July 8, 2010

Summertime means lots of reading. I've read 27 books this year so far. I'll finish 28 and 29 by tonight and 30 probably by Sunday. My summer goal is to read 20 books in the next 2 months, including articles and books for classes in the fall semester. That might sound super nerdy...It is.

I don't know what my total at the end of the year will be but it will certainly far surpass last years total of 39. Part of that goal is to read the Pulitzer winners for Fiction and Poetry in the last 10 years. I've read 1 of the winners for poetry and 3 of the winners for fiction and I'll finish another tonight.

The 2006 winner for fiction was Geraldine Brooks' March, an almost boring read for the first 200 pages but which leaps in intensity in the last 80. I'm not convinced it deserved a Pulitzer, but it turned out to be a thoughtful read, if not the most entertaining.

Mr. March, the main character, joins the Union side of the civil war as a chaplain, leaving his wife and four girls at home. Initially a highly idealistic man, the war shatters his optimism and his body, leaving him wracked with disease and broken hope. Where the book becomes interesting is when those ideals collide with the reality of war and the evil it produces. March watches friends die and feels the weight of his cowardice. You can almost feel his soul crack under the weight as the champion of equality and conscience we see in the first part of the book is lost forever.

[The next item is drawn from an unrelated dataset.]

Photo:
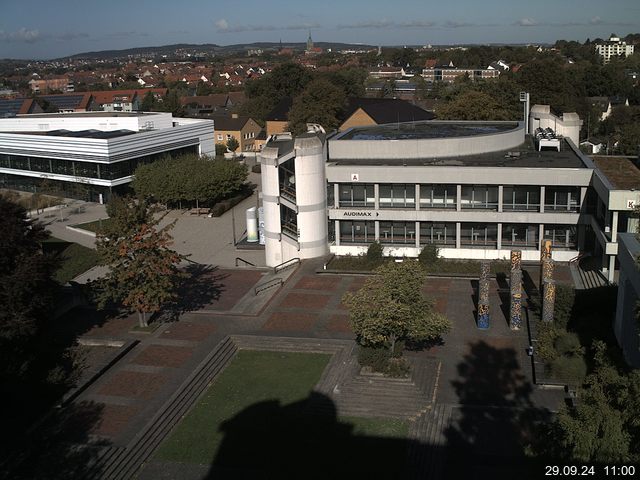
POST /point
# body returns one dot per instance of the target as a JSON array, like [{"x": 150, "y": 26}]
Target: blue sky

March is almost frustrating at first but then flares into life when March's world falls apart. It's a worthwhile read for the emotion of the last third, if for nothing else. And hey, if it won a Pulitzer, I think most people would disagree with me that it wasn't all I hoped it would be. So maybe you should check it out.

The other Pulitzer I'm presently in the middle of is Jhumpa Lahiri's Interpreter of Maladies. And it's gooooodddd. More on that some other day.